The Providence Business News, March, 1995

A great deal has been said of late about Rhode Island's current budget crisis. The common wisdom on this subject goes something like this: a faltering state economy has produced a precipitous decline in tax revenue, resulting in our well-publicized budget shortfall. This certainly sounds plausible enough. Tax revenue is definitely hurt when an economy slows. Ultimately, though, the validity of this line of reasoning rests on the dual assumptions that Rhode Island's economy has slowed noticeably of late, and, that tax revenue has also declined.

It is no secret that Rhode Island currently lags the nation in job growth. It has done so throughout this entire recovery. Two things must be kept in mind when discussing recent job performance. First, the cyclical gains Rhode Island has experienced since 1992 have been substantially offset by a host of negative structural changes, most notably defense cutbacks, corporate downsizing and health care consolidation.

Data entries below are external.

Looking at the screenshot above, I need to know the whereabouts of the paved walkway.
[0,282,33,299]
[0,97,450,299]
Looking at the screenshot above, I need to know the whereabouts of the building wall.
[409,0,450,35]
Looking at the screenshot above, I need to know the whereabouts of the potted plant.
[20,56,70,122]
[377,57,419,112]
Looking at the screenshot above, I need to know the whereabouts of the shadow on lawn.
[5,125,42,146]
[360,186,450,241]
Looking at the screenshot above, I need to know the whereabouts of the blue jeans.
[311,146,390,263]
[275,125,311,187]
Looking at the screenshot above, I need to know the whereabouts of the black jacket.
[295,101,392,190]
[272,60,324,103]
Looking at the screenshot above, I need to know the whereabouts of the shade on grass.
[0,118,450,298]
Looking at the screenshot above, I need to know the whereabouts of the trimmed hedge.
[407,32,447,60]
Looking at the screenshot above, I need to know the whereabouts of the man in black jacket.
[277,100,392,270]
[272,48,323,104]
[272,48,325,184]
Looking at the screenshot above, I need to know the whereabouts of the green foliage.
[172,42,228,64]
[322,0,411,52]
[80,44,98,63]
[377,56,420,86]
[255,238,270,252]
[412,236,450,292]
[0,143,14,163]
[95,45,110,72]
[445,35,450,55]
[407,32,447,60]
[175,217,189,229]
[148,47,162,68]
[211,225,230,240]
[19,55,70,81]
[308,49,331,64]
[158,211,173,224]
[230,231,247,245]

These have caused income gains and tax revenue growth to lag behind the levels they attained in past recoveries. While this pattern continued in 1994, it did not begin that year. The second point, which is an alien concept to many Rhode Islanders, is that we are not alone. Rhode Island is part of New England. While we as a region benefited enormously from the recovery of the 1980s, we are still paying for that success with sub-par performance in the 1990s.

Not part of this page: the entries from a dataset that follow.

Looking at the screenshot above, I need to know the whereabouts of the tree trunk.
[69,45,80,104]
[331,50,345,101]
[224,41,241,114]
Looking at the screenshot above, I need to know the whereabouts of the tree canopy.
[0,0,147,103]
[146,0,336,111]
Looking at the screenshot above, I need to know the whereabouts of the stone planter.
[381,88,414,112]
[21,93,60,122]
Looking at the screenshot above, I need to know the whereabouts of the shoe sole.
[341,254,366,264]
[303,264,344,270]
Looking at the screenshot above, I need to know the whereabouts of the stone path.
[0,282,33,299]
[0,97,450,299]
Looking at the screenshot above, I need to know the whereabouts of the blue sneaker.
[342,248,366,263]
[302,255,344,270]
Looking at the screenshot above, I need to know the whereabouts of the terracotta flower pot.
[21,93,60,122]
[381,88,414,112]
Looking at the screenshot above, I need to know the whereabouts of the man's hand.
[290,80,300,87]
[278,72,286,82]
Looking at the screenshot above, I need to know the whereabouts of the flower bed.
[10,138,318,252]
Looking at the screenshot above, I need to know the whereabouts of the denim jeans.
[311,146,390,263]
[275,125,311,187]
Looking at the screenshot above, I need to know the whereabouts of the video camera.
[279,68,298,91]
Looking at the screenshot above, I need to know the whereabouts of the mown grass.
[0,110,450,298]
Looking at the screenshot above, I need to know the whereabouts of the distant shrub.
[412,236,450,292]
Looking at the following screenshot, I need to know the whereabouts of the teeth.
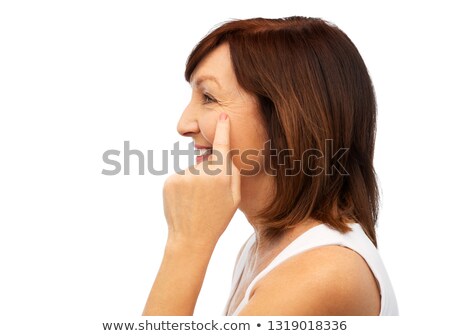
[198,148,212,156]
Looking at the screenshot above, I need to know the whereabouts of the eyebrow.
[191,75,222,88]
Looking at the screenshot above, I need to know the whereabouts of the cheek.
[198,111,218,144]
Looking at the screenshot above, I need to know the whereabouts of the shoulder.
[241,246,380,316]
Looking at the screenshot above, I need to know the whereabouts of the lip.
[194,145,212,164]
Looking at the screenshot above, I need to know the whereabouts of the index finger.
[213,112,230,157]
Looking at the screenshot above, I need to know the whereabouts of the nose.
[177,104,200,136]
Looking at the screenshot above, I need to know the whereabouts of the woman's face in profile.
[178,44,267,175]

The cyclical performance of the Rhode Island economy at present exceeds what the aggregate figures indicate, since those values net out the job loss caused by structural changes. Those aggregate figures themselves can be misleading. Payroll employment data for Rhode Island, which is partly based on survey results, indicates that our state's economy slowed at the end of 1994, as employment for the year increased by about one percent over the 1993 level. If we compare this "soft" data, based on a survey, with "hard," or non-survey-based state tax revenue data, a very different picture emerges. Sales tax receipts for 1994 rose by 5.3 percent over 1993 levels. State income tax withholding has grown at an annual trend rate of 5.4 percent in dollar terms throughout this recovery, and at a 2.6 percent real rate. I performed a statistical test, based on the common budget wisdom, to determine whether this trend changed in 1994 (presumably to a lower value). The results of that test indicate that this was not the case: it is valid to characterize the entire period of our present recovery with a single trend rate.

Thus, while the "soft" data indicate that Rhode Island slipped somewhat in 1994, the "hard" data indicate just the opposite, as neither sales tax receipts nor state income tax withholding dropped precipitously during 1994. This contradicts the prevailing budget crisis wisdom.

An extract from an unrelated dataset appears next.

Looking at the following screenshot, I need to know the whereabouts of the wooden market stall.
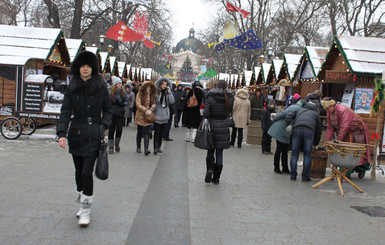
[292,46,329,97]
[317,36,385,149]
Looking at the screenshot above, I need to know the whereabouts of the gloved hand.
[270,113,277,121]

If Rhode Island's economy slowed a bit, but did not falter, and tax revenues have not dropped off significantly of late, what accounts for our budget problems? First and foremost is the combination of sluggish, but consistent, tax revenue growth (compared to past recoveries) and Rhode Island's large appetite for public goods. There is also another factor at work here. As the result of past crises and economic development decisions, during the next fiscal year, Rhode Island will be forced to spend about $42 million to pay for the after-effects of its 1991 banking crisis and another $21 million to support the Convention Center deficit. This debt repayment, while not substantially higher than it was last fiscal year, still curtails the amount of discretionary spending we can undertake, since our state's budget must be balanced each year. Can you imagine how different our budget situation and the perceptions of Rhode Islanders would be if we were able to allocate an additional $63 million dollars to finance our spending needs (assuming we would not have spent this sum on something else)? Those who believe that a weak economy produced our budget problems are partly right: it was the weakness caused by the banking crisis in 1991 that is in part responsible for our current budget woes. Our budget problems are, to a greater extent, the result of required expenditures than they are the product of declining tax revenues.

Believe it or not, this predicament makes Rhode Island a "laboratory" in the debate over federal budget deficits and future problems with the national debt. While that debate might have seemed to be abstract or its predictions unlikely to actually occur, the idea behind it is fairly simple. Current deficit spending decisions, which increase the national debt, result in larger interest payments in the future to finance that debt. Those payments can become large enough to seriously reduce future discretionary spending, resulting in hardship and difficult budget choices.

Does any of this sound familiar? Today, Rhode Island finds itself in the long-run for its short-run choices regarding DEPCO and the Convention Center. Servicing that debt reduces the amount of discretionary spending we can undertake each year. But, while our nation will never repay all of its debt, Rhode Island will eventually complete its DEPCO payments and (hopefully) have a Convention Center that is earning a profit.